Employers are already required by law to provide accommodations for religious beliefs as long as they do not cause undue hardship on the employer’s business. At the heart of the Supreme Court ruling was the opportunity to clarify what is meant by the term “undue hardship.” Justice Samuel A. Alito Jr. wrote that courts “should resolve whether a hardship would be substantial in the context of an employer’s business in the commonsense manner that it would use in applying any such test.”
The ruling pushes the case back to the lower courts with the understanding that Groff’s demand not to work Sundays does not cause undue hardship to the employer and should be protected as part of his religious expression. This ruling is in line with past rulings, including the 2015 case of a Muslim woman who was denied a job at Abercrombie & Fitch because her headscarf went against company dress code.
Despite our First Amendment right to religious freedom and the many ways the Supreme Court has reinforced this principle, religious freedom is still under attack. A recent survey found that three in five Americans fear sharing their religious or political beliefs because of how it might affect their job. The same survey found that 63% of companies use their brand and money to roll back protections for free speech and religious expression.
Religious freedom is a foundational right that benefits every citizen. Here are a few simple reforms that will help protect religious expression in the workplace:
- Expand non-discrimination laws for religious citizens in civil rights acts as well as in employment, housing and education law to ensure accommodations for religious faith.

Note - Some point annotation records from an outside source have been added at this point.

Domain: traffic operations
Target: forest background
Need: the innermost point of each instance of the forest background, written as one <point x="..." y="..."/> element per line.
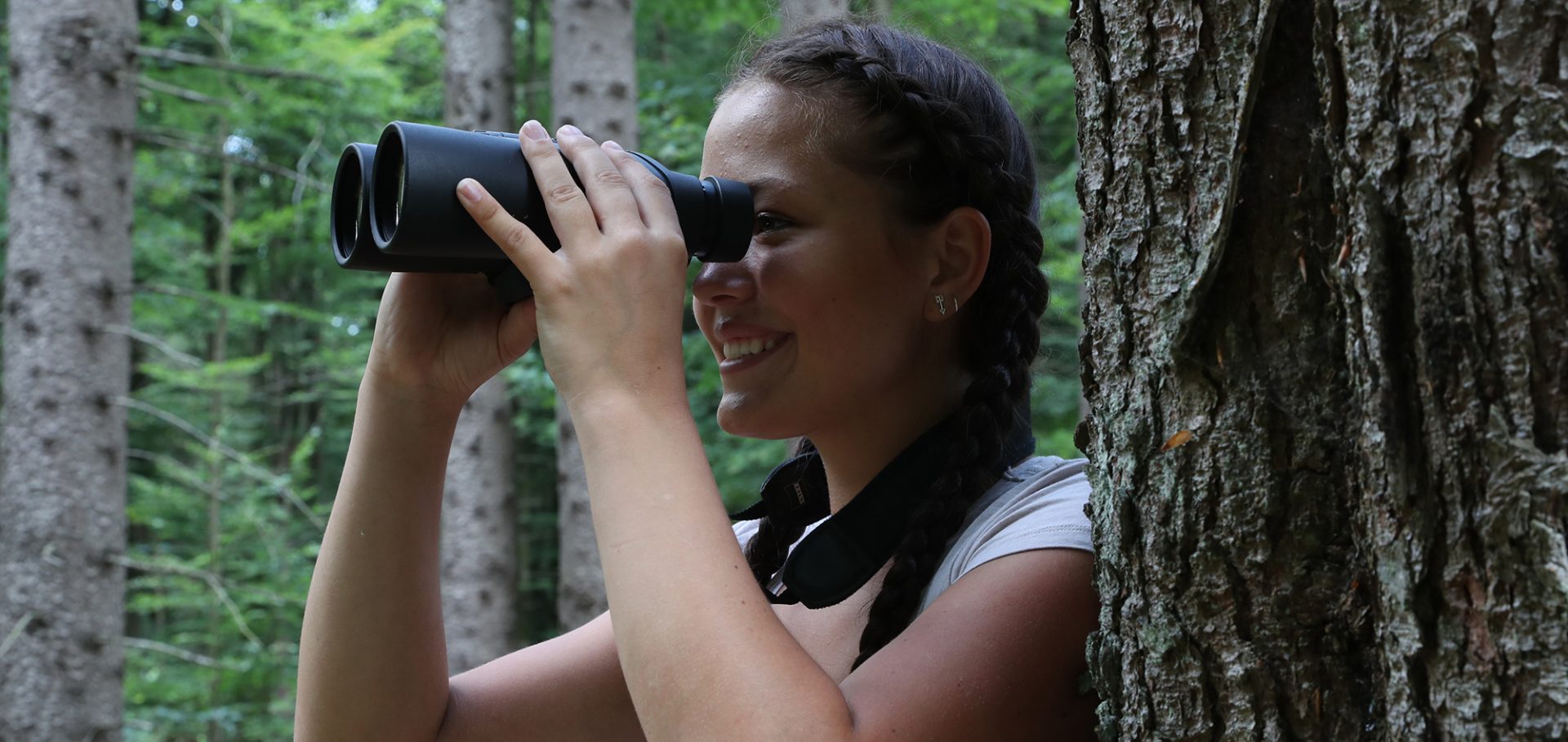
<point x="250" y="340"/>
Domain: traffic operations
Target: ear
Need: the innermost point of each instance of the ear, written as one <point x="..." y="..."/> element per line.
<point x="961" y="256"/>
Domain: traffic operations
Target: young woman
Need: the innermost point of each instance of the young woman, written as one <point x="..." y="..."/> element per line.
<point x="889" y="295"/>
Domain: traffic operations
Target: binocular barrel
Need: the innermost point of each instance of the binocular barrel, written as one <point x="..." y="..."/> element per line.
<point x="395" y="206"/>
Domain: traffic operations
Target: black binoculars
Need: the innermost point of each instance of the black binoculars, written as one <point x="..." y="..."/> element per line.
<point x="395" y="206"/>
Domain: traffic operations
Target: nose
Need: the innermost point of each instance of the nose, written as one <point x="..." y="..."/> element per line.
<point x="724" y="284"/>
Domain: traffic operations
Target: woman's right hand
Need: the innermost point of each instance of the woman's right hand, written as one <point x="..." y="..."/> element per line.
<point x="439" y="336"/>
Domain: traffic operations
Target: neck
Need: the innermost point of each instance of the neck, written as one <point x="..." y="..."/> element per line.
<point x="852" y="457"/>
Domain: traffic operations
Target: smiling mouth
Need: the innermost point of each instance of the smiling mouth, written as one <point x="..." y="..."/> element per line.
<point x="748" y="347"/>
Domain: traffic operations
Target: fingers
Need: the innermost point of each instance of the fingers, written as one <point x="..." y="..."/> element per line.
<point x="608" y="193"/>
<point x="521" y="245"/>
<point x="568" y="211"/>
<point x="653" y="193"/>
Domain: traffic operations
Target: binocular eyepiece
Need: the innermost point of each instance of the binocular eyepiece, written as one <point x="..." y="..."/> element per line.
<point x="395" y="206"/>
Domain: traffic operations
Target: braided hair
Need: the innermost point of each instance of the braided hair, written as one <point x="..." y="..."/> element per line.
<point x="940" y="134"/>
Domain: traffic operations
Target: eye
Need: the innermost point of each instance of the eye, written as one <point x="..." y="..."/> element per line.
<point x="768" y="223"/>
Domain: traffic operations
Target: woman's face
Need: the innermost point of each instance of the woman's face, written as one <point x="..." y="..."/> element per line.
<point x="822" y="323"/>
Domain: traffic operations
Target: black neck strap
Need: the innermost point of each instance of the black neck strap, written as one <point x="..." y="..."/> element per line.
<point x="844" y="553"/>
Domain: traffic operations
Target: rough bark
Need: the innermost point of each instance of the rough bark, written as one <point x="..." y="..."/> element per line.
<point x="66" y="367"/>
<point x="1327" y="361"/>
<point x="593" y="87"/>
<point x="800" y="13"/>
<point x="479" y="524"/>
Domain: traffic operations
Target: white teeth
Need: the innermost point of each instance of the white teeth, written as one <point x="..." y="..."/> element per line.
<point x="742" y="349"/>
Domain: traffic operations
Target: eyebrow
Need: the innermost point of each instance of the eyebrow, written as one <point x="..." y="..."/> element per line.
<point x="768" y="184"/>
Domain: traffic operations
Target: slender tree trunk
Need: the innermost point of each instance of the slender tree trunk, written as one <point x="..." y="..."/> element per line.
<point x="593" y="87"/>
<point x="1327" y="361"/>
<point x="800" y="13"/>
<point x="63" y="433"/>
<point x="479" y="524"/>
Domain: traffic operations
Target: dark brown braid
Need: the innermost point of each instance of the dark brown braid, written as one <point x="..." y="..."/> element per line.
<point x="940" y="134"/>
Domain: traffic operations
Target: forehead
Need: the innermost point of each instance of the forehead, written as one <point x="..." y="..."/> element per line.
<point x="761" y="132"/>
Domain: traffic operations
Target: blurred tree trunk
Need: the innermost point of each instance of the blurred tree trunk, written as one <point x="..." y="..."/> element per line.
<point x="66" y="369"/>
<point x="479" y="524"/>
<point x="800" y="13"/>
<point x="1327" y="358"/>
<point x="593" y="87"/>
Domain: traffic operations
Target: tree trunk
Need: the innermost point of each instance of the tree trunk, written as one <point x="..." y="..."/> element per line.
<point x="593" y="87"/>
<point x="800" y="13"/>
<point x="66" y="369"/>
<point x="1327" y="361"/>
<point x="479" y="524"/>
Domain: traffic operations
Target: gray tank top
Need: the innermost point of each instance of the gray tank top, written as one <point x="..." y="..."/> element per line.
<point x="1037" y="504"/>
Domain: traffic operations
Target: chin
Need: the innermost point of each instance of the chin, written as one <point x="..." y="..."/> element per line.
<point x="748" y="420"/>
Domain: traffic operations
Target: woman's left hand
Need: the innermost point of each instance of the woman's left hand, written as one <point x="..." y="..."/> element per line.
<point x="610" y="301"/>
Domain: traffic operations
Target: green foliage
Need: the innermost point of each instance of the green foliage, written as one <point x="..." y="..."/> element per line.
<point x="252" y="342"/>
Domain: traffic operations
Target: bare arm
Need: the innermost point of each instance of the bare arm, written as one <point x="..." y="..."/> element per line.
<point x="372" y="655"/>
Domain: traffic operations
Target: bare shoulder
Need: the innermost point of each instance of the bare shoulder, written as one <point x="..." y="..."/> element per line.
<point x="996" y="656"/>
<point x="567" y="689"/>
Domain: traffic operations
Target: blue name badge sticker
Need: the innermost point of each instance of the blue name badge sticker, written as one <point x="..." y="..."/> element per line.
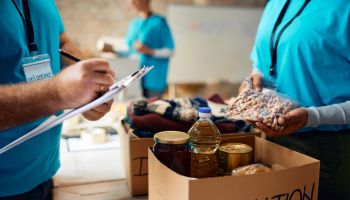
<point x="37" y="67"/>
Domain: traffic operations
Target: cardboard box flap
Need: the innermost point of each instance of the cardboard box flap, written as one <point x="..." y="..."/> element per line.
<point x="295" y="183"/>
<point x="167" y="177"/>
<point x="271" y="153"/>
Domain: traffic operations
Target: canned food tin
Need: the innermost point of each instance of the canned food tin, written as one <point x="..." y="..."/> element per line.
<point x="233" y="155"/>
<point x="173" y="150"/>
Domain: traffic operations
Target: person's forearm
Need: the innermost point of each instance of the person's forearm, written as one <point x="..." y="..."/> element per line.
<point x="163" y="53"/>
<point x="67" y="45"/>
<point x="27" y="102"/>
<point x="333" y="114"/>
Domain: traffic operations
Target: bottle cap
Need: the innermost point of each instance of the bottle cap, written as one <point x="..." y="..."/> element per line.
<point x="204" y="112"/>
<point x="171" y="137"/>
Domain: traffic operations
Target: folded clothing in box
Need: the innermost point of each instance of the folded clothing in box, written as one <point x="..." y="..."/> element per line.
<point x="150" y="116"/>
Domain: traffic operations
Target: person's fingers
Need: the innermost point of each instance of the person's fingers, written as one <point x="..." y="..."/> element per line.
<point x="256" y="82"/>
<point x="242" y="86"/>
<point x="99" y="65"/>
<point x="103" y="78"/>
<point x="265" y="129"/>
<point x="88" y="116"/>
<point x="282" y="121"/>
<point x="93" y="114"/>
<point x="104" y="108"/>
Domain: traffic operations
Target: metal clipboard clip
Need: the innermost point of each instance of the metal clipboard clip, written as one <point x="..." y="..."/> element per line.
<point x="55" y="120"/>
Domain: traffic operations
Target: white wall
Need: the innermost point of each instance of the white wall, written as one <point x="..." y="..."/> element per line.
<point x="212" y="43"/>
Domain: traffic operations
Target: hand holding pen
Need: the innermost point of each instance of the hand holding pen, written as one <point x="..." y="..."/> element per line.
<point x="83" y="82"/>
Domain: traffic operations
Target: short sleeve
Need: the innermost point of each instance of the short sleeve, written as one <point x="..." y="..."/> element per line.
<point x="167" y="36"/>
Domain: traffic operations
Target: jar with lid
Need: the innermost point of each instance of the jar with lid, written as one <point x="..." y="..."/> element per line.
<point x="173" y="150"/>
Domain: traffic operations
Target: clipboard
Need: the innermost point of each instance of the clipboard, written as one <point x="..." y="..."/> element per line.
<point x="55" y="120"/>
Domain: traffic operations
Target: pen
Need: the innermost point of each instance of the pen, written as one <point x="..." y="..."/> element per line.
<point x="67" y="55"/>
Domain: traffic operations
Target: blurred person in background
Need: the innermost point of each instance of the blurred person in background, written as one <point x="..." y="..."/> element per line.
<point x="150" y="37"/>
<point x="36" y="83"/>
<point x="303" y="47"/>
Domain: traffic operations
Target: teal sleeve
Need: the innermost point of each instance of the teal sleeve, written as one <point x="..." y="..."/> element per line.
<point x="61" y="26"/>
<point x="167" y="37"/>
<point x="130" y="35"/>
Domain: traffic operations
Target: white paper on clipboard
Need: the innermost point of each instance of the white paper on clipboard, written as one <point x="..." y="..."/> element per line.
<point x="54" y="120"/>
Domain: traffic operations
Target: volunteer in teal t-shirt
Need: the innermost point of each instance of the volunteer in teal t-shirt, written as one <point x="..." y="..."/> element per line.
<point x="303" y="47"/>
<point x="29" y="29"/>
<point x="149" y="36"/>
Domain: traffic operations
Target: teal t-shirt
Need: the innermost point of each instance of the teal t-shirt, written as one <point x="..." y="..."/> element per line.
<point x="37" y="160"/>
<point x="313" y="55"/>
<point x="155" y="33"/>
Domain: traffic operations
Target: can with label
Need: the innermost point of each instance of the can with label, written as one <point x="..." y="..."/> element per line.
<point x="173" y="150"/>
<point x="233" y="155"/>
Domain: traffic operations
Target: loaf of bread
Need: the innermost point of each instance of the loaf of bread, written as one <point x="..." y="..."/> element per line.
<point x="266" y="107"/>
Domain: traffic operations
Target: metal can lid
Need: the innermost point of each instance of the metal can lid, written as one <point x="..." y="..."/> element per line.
<point x="171" y="137"/>
<point x="235" y="148"/>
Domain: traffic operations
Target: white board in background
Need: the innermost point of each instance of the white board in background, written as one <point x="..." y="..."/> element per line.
<point x="212" y="43"/>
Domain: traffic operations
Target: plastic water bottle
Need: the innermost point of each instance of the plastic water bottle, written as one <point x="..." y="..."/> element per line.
<point x="204" y="141"/>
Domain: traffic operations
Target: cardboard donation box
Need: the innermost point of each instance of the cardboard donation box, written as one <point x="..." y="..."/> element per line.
<point x="134" y="154"/>
<point x="296" y="177"/>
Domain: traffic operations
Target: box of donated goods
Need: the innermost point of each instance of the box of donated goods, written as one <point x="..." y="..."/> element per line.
<point x="293" y="176"/>
<point x="134" y="151"/>
<point x="135" y="159"/>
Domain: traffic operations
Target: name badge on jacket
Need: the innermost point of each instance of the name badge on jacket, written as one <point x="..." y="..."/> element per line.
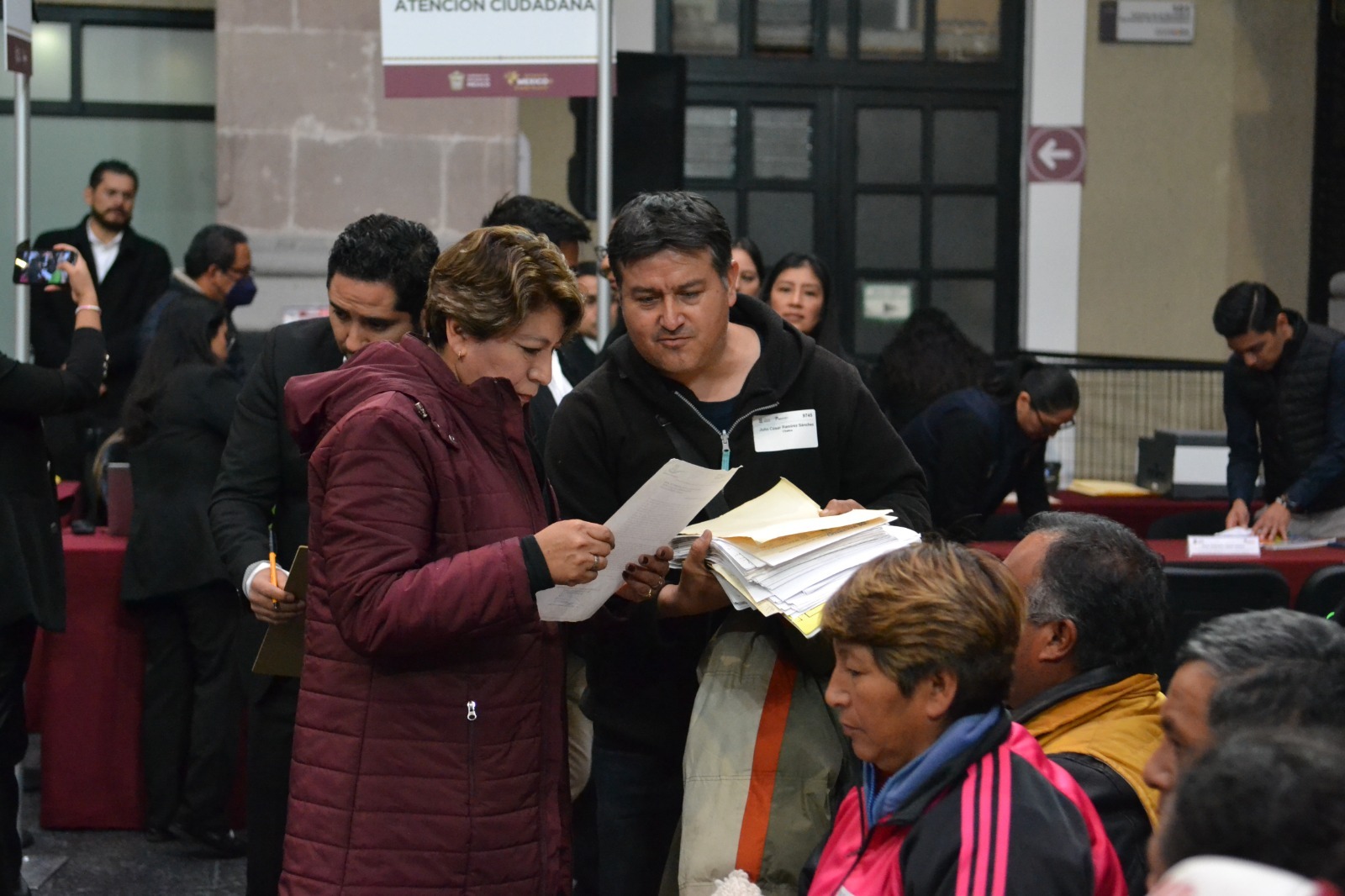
<point x="787" y="430"/>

- Require government agencies to adopt reasonable accommodation guidelines for religious employees and members of the public, allowing them to participate in the public square like any other citizen.
- Adopt policies that protect religion and speech inside and outside the workplace so employees can speak freely without fear of reprisal at work.
It is important that we do everything we can to protect the right to practice and express religion freely. It is a key element not only to liberty in America, it is a key piece of who so many Americans are at their heart. Asking them to censor or ignore that takes us down a dangerous road.